A strong team knows what each player is best at, and they openly discuss and "pass the ball" to each other around these pieces. If you have someone on the team who isn't very conceptual, they have a hard time ideating and coming up with ideas on the fly, but they are excellent at drilling into the detail, asking the hard questions, and gut checking thinking, then we need to celebrate what they are good at and help them partner with someone who is opposite of them. We all have our strengths and our weaknesses, the beauty of playing on a team is we bring multiple strengths to the table and collectively we cover each others gaps (if you don't have this aspect on your team, you aren't hiring enough diversity of thinking and style). Creating a culture where we can openly discuss areas of strength and areas where "we better not for everyone's sake" is a gift.

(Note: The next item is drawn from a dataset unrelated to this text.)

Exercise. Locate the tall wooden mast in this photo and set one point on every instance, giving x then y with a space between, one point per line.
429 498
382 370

It accelerates the pace of execution, and has the happy benefit of making everyone feel valued because they know that they have something unique to contribute. This can really be some glue in helping a team gel together.

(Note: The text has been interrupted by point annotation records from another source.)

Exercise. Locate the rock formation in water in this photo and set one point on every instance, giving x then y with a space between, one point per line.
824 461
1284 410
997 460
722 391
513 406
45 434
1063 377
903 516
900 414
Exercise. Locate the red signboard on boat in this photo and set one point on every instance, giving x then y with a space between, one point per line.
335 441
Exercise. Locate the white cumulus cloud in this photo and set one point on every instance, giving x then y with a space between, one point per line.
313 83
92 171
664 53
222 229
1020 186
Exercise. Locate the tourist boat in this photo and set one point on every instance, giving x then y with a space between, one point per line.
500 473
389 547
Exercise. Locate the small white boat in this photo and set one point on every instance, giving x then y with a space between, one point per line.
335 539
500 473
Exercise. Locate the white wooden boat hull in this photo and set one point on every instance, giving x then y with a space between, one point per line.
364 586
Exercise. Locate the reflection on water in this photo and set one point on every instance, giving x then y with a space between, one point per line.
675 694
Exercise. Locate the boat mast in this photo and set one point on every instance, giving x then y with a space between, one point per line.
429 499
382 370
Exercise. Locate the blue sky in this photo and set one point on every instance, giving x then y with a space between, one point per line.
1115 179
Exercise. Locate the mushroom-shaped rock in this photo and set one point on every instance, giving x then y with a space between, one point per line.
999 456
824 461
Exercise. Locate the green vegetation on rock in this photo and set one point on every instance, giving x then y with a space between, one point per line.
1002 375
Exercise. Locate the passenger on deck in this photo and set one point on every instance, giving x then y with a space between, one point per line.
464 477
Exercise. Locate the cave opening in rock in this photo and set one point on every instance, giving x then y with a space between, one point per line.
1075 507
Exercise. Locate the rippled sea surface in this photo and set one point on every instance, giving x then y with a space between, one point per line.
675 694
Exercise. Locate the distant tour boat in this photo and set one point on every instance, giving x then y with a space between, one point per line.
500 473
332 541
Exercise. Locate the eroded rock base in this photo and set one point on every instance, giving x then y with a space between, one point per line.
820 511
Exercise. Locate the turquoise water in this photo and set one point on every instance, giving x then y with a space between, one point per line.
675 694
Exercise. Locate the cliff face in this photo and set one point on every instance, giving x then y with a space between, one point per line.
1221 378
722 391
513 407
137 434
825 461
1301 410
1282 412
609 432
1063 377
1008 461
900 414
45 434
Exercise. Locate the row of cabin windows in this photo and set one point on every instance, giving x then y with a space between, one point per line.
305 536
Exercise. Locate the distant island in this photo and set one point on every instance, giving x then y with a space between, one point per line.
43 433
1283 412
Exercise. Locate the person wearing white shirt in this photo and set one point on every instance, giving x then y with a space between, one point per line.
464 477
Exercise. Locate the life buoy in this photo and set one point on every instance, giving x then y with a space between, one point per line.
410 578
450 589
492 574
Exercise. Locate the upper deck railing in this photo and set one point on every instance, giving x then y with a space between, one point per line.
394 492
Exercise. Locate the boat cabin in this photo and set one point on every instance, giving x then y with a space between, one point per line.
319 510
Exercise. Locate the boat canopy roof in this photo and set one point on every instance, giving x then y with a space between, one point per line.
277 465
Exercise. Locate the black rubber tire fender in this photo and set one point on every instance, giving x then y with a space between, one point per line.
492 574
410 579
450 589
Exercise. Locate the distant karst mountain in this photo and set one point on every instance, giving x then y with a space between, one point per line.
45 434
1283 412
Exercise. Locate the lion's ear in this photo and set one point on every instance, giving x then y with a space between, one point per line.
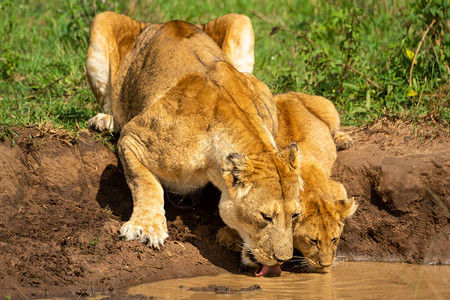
292 155
346 207
237 171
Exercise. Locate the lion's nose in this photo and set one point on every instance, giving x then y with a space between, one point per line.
325 264
282 259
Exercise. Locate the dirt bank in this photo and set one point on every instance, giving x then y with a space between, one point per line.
62 205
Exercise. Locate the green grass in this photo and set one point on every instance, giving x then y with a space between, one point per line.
43 47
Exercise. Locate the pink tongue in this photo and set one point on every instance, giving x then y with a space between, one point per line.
268 271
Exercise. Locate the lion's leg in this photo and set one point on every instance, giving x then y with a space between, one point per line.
235 36
229 238
325 110
148 221
110 39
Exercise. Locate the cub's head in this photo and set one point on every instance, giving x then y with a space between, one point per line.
260 203
324 207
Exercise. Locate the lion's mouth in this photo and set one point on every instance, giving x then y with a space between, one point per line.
268 271
263 270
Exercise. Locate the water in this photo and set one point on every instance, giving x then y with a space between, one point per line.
347 280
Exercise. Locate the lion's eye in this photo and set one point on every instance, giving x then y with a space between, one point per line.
314 242
267 217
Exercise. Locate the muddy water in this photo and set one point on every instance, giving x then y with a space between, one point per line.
347 280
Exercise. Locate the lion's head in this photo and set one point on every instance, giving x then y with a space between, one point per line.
317 231
262 201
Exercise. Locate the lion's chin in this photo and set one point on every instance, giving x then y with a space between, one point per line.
262 270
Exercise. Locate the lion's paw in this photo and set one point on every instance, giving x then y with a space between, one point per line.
103 122
342 140
229 238
151 233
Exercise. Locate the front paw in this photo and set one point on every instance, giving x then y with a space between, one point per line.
147 231
103 122
342 140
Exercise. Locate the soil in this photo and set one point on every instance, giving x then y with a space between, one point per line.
62 204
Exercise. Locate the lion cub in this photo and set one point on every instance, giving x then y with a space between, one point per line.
313 123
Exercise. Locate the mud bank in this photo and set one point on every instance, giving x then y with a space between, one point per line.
62 204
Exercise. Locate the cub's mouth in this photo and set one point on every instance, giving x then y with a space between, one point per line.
300 264
263 270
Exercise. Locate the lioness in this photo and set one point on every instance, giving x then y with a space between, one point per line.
312 122
187 117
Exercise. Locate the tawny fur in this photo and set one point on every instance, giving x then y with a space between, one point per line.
186 117
313 123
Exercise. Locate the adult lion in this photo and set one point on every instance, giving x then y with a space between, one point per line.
187 117
313 123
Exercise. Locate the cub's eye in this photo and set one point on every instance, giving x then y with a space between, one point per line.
314 242
267 217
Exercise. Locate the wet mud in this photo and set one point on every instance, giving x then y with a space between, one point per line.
63 202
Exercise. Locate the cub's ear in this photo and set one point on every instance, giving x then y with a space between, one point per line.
237 171
346 207
292 155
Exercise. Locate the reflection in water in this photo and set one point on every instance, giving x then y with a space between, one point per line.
347 280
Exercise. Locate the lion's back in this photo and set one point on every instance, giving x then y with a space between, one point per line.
161 56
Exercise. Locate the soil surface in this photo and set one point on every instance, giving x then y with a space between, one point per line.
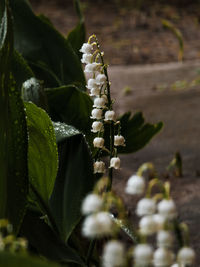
129 34
164 92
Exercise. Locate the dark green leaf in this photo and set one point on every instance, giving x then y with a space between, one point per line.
15 260
13 135
39 43
41 237
136 132
32 90
20 70
76 36
42 151
74 180
70 105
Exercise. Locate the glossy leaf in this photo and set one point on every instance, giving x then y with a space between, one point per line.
41 237
70 105
77 36
74 180
44 48
13 135
42 151
15 260
136 132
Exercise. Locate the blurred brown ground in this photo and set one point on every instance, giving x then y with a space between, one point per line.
131 32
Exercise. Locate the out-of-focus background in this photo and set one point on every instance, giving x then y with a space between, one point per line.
132 31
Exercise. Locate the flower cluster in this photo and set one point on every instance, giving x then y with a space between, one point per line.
102 113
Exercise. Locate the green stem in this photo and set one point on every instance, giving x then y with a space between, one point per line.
45 208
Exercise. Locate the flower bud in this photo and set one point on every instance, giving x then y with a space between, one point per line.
186 256
101 79
167 208
98 142
147 225
113 254
146 206
110 115
92 84
86 48
115 163
143 254
86 58
92 203
135 185
164 239
163 257
97 225
92 67
119 140
96 114
97 126
99 102
99 167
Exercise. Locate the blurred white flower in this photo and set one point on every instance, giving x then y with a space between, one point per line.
143 255
186 256
135 185
147 225
113 254
163 257
164 239
115 163
92 203
92 84
159 220
99 167
110 115
119 140
99 102
167 208
96 114
146 206
101 79
92 67
97 126
86 58
86 48
97 225
98 142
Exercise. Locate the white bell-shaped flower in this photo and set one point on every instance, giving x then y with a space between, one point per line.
96 114
98 142
159 220
92 84
119 140
147 225
110 115
99 167
86 48
135 185
92 203
101 79
92 67
186 256
143 255
163 257
97 126
115 163
99 102
167 208
164 239
113 254
146 206
86 58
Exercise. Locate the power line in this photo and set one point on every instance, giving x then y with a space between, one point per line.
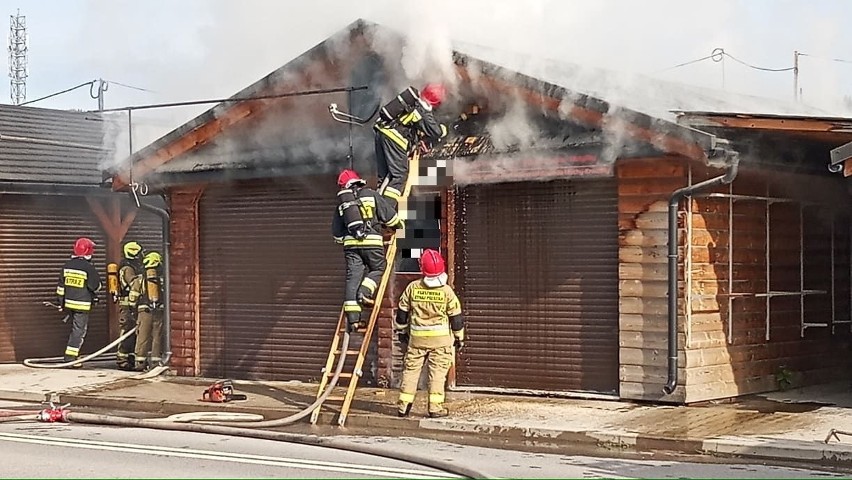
839 60
130 86
59 93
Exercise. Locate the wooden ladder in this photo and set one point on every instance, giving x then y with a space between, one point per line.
334 352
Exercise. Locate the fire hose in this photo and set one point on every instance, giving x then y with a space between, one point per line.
183 422
40 362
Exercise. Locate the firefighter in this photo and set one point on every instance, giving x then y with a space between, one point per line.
357 225
77 290
401 123
429 325
146 293
131 267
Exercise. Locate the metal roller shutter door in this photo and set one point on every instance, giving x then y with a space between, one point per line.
37 234
539 284
271 280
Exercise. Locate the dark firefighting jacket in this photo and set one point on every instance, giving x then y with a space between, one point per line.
78 285
405 130
375 211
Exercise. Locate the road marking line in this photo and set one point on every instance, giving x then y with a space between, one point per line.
225 456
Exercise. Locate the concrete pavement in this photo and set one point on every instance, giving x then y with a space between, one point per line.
780 427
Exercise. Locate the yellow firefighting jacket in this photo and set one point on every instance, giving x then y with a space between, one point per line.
430 310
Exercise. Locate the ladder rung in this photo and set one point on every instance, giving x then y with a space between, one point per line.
348 352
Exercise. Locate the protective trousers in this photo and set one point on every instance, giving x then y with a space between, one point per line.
364 269
149 338
126 321
79 326
391 167
439 360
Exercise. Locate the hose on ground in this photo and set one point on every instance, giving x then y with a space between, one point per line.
38 362
312 440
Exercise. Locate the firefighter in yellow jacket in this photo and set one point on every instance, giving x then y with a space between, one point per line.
146 292
429 320
131 267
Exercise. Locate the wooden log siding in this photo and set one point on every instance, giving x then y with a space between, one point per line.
183 265
644 187
717 366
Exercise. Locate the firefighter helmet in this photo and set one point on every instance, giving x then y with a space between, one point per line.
132 250
152 260
348 177
431 263
84 247
434 94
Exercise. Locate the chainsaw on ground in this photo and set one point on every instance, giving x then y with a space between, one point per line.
57 307
221 391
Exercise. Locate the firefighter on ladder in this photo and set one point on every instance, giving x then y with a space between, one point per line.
146 293
401 122
131 267
77 290
357 225
429 322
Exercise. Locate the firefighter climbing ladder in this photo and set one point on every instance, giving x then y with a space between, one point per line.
355 375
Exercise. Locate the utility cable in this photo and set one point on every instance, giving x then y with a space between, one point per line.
839 60
59 93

Empowering the people "below"

Hierarchical language perpetuates power bias, but for the sake of clarity, I will use it. Leaders resist the urge to hoard power. Power-hoarding leaders breed resentment and rebellion among their teams. Your primary responsibility as a leader is to delegate decision-making to those closest to the people closest to the problem, on the ground, in the trenches…. You get it. We've all had a career trajectory and the only way that people learn is to be exposed and to let them take their shots. Let them. Guide them, teach them, but do not make all the decisions yourself. You will build strong players on the team when you let thinking and problem solving happen in your team. Empowering is not only a crucial tool of learning, but it is also a core tenet of employee satisfaction. If you want to keep your people happy, let them make decisions, bring them to the table, listen to their ideas, let them take their shots. They will love you for it, and this engenders a lot of loyalty

Creating an environment of continuous growth

Culture is a key aspect of how we work. Whether people are open to feedback, agile in their thinking, able to pivot when we learn something new, is largely a function of what kind of culture we are creating. Having an environment that lives, eats, breaths and rewards continuous feedback (when done with kindness and reflection) becomes a game changer. Getting people to be in growth mindset, seeing set backs as opportunities and challenges as problems to be solved, creates an inspiring and motivating environment. We all need feedback in order to grow, but that is one of the areas that leaders often dread the most because they don't have a culture that is built on it. When you do feedback as an activity, it feels very evaluative, judgemental and can be counterproductive from true learning and growth. If we build an expectation that we all need to learn and grow through the journey we are on, we can create a lot of psychological freedom that will make our products better, our people smarter, and we can collectively continue to improve together.